31 professionnels récompensés
La cérémonie de clôture a été marquée par la remise d’attestations aux 31 cadres et agents ayant participé aux formations.
Un moment symbolique qui vient consacrer plusieurs mois d’apprentissage et de travail autour d’un même objectif : mieux protéger et transmettre le patrimoine culturel guinéen.
La journée a également été marquée par la signature d’un Mémorandum d’entente entre le Musée national de Guinée, la Bibliothèque nationale et les Archives nationales de Guinée.

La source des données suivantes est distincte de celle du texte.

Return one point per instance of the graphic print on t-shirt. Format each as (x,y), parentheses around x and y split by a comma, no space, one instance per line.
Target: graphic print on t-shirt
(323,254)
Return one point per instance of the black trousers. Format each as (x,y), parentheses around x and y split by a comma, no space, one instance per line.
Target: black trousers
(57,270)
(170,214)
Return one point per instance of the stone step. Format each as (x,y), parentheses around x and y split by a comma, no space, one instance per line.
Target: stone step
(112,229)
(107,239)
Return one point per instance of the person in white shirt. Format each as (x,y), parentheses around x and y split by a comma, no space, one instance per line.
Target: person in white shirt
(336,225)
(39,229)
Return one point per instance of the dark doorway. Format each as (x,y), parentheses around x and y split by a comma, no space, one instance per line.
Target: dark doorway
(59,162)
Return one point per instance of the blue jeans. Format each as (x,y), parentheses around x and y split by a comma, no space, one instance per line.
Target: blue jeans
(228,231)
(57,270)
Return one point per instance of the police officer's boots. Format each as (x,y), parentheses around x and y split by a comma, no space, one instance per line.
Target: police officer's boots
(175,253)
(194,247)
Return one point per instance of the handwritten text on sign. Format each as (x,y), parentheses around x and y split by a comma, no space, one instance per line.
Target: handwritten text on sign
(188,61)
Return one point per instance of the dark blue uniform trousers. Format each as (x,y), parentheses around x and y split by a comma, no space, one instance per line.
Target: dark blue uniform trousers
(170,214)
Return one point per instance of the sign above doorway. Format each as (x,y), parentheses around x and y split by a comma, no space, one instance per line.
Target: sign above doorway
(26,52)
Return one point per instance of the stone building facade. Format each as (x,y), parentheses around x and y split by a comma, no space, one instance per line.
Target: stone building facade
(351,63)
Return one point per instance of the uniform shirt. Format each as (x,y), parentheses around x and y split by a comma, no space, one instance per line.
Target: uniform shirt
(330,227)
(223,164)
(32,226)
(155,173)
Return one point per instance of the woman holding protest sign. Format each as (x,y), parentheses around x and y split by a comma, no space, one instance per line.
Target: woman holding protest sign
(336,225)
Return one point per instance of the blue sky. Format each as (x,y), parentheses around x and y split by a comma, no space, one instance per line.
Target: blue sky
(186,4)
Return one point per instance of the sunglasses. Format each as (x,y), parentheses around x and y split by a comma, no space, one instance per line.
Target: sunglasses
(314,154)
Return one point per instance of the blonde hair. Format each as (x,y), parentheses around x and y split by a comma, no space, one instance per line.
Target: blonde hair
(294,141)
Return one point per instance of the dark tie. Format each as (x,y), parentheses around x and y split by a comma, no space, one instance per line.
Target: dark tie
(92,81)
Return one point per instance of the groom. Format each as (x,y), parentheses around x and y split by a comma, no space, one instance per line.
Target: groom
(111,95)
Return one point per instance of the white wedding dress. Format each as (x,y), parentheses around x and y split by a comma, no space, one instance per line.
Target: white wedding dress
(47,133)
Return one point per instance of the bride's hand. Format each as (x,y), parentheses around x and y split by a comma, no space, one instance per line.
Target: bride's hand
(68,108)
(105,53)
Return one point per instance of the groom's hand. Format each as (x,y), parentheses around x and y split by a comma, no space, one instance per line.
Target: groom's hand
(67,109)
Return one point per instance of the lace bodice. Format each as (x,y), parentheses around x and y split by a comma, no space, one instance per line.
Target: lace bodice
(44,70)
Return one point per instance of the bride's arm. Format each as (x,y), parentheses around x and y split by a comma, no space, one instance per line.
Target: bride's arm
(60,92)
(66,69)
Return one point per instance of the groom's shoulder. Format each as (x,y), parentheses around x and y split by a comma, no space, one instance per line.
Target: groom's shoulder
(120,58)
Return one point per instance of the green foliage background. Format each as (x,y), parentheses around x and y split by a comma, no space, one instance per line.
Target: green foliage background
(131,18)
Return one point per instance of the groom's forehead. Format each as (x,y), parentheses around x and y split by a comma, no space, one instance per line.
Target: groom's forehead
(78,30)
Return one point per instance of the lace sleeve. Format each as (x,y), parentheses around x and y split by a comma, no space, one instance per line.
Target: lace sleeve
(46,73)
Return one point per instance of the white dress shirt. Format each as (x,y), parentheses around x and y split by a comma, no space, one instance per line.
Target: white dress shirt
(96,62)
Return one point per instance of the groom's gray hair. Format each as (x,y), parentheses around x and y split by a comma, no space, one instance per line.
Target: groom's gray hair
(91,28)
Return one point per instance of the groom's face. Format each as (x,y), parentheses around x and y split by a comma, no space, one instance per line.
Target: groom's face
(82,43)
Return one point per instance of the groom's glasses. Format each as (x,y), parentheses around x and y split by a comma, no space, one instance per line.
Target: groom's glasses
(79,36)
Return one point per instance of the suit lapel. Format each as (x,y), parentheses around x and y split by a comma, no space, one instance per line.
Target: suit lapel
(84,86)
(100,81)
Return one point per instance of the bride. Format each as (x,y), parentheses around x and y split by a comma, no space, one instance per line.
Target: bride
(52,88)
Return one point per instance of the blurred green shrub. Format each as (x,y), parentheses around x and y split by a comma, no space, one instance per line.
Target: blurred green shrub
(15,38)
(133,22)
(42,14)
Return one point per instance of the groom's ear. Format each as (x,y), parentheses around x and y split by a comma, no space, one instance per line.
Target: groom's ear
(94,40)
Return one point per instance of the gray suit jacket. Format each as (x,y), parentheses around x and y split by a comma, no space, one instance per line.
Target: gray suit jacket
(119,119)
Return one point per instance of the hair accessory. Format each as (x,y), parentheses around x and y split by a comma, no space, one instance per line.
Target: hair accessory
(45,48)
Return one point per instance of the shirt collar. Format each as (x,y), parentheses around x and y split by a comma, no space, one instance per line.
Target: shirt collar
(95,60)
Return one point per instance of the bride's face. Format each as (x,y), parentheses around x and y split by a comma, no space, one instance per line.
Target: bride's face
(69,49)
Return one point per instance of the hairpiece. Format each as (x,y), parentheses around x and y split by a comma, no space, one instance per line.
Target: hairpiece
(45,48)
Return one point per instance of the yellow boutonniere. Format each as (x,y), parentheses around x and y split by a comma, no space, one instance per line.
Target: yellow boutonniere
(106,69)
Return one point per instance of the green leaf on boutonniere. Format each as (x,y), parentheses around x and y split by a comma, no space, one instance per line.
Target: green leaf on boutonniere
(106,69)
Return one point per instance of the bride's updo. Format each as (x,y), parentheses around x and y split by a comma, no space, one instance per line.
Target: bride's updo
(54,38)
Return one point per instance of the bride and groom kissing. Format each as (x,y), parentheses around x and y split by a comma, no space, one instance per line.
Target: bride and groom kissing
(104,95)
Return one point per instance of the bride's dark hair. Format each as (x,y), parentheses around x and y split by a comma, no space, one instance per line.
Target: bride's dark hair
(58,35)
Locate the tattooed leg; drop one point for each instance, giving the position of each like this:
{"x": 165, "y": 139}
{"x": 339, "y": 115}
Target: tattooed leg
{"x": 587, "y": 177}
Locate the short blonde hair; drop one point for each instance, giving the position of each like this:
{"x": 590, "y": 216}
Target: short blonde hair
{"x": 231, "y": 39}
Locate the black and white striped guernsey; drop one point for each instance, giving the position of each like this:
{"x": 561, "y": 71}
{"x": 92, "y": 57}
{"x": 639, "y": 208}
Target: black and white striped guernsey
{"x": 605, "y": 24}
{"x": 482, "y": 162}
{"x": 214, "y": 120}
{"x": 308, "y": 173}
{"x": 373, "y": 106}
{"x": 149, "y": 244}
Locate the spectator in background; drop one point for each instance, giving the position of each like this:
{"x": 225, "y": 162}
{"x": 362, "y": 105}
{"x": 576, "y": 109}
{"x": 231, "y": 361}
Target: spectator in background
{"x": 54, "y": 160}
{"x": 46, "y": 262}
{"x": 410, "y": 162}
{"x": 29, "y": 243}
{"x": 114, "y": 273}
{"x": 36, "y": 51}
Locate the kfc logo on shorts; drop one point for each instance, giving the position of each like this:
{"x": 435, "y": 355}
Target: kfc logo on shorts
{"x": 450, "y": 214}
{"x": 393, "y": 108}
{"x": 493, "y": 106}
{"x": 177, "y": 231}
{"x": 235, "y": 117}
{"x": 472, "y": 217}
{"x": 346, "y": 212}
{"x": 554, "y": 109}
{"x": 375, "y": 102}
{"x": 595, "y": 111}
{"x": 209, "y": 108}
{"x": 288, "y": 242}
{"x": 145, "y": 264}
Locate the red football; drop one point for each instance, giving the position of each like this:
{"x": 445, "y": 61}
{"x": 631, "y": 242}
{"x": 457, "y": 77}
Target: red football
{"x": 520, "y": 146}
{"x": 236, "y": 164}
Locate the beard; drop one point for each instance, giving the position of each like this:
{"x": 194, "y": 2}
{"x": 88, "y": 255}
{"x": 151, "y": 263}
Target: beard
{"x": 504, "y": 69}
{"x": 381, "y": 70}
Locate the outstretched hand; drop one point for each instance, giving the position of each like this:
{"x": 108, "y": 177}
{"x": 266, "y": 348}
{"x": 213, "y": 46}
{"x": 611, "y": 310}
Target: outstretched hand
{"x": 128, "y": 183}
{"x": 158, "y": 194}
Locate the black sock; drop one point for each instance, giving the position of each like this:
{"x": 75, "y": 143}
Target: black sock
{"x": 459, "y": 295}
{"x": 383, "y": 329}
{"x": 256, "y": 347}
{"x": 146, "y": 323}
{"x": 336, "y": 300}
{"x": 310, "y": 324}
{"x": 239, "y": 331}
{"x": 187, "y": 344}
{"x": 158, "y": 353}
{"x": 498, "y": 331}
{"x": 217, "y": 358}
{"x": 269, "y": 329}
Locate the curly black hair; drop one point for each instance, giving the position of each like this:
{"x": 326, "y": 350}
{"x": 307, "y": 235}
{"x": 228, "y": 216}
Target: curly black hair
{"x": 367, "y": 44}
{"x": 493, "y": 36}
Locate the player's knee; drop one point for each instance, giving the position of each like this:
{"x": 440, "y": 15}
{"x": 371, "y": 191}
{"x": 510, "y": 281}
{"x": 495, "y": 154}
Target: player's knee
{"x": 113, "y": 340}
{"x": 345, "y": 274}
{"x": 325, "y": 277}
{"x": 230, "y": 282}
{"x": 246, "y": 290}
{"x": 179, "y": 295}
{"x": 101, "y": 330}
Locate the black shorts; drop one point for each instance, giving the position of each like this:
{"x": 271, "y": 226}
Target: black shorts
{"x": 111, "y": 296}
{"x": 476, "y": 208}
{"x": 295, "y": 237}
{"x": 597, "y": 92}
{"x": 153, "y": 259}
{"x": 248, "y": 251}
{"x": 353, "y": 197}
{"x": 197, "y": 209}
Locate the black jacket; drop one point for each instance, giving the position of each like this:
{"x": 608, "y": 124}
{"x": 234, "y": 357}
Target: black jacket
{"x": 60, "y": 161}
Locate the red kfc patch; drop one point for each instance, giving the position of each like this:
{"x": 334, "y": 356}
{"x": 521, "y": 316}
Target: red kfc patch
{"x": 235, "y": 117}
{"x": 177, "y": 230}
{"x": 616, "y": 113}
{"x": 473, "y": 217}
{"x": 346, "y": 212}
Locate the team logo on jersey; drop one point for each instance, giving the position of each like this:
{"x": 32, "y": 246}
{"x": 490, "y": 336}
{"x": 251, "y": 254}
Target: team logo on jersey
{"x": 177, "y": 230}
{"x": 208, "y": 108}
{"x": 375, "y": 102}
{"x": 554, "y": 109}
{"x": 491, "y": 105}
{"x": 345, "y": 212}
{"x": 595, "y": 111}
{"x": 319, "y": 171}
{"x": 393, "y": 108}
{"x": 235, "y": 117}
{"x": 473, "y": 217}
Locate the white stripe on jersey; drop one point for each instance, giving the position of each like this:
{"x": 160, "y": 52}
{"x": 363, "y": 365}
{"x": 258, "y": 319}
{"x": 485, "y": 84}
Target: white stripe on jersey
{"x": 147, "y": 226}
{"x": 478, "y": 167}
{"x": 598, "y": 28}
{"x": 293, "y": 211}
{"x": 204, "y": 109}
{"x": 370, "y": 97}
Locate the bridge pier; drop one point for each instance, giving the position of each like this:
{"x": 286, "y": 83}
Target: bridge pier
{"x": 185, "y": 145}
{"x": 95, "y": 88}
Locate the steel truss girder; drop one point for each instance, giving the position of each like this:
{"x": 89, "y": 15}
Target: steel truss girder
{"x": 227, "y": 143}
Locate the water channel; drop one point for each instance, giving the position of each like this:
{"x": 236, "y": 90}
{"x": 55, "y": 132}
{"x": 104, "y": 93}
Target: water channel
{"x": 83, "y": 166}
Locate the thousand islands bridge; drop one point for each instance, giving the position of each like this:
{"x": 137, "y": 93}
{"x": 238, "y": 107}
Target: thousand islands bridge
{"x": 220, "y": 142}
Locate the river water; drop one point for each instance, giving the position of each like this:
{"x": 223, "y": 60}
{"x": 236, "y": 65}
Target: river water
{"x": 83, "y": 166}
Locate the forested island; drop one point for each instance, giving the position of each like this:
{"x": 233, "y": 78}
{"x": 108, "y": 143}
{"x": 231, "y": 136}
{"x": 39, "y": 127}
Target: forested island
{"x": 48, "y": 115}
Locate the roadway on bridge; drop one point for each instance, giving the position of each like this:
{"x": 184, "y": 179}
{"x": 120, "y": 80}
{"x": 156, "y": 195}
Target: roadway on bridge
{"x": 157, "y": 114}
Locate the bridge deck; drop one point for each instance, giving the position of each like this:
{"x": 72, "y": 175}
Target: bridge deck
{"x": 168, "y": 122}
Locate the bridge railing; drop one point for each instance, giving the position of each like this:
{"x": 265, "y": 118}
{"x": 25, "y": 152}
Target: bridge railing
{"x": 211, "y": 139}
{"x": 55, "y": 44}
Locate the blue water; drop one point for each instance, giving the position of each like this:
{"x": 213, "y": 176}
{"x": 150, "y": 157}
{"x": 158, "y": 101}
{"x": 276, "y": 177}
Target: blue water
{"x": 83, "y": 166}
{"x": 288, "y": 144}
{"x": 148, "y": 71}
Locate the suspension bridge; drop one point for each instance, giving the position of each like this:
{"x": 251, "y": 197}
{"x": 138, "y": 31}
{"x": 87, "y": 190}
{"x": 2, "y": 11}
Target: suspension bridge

Cet accord doit désormais servir de cadre à une collaboration plus structurée entre ces institutions. Il prévoit notamment le partage d’expertises, la mutualisation des ressources informatiques et documentaires ainsi que la mise en œuvre de projets communs de recherche et de valorisation.
« Les différentes pièces d’un même puzzle »
Au nom du ministre de la Culture, du Tourisme et de l’Artisanat, Moussa Moïse Sylla, le secrétaire général du département, Youssouf Boundou Sylla, a salué le travail accompli par l’ensemble des acteurs.
Pour lui, la transformation numérique du patrimoine ne doit pas être réduite à une simple opération technique. Elle constitue un outil de conservation, de sécurisation et d’accessibilité de la mémoire collective.
Archives, livres, manuscrits, objets et œuvres doivent, selon lui, être considérés comme les composantes d’un même ensemble : l’histoire et l’identité de la Guinée.
Le secrétaire général a ainsi appelé à une mise en œuvre rapide et concrète du Mémorandum signé, afin que cette coopération dépasse le cadre de la cérémonie et produise des résultats durables sur le terrain.
Avec le « Musée virtuel de Guinée », le pays entend désormais conjuguer patrimoine et innovation. Une manière de faire entrer ses collections dans l’ère numérique tout en donnant aux générations futures de nouveaux moyens d’accéder aux traces matérielles et immatérielles de leur histoire.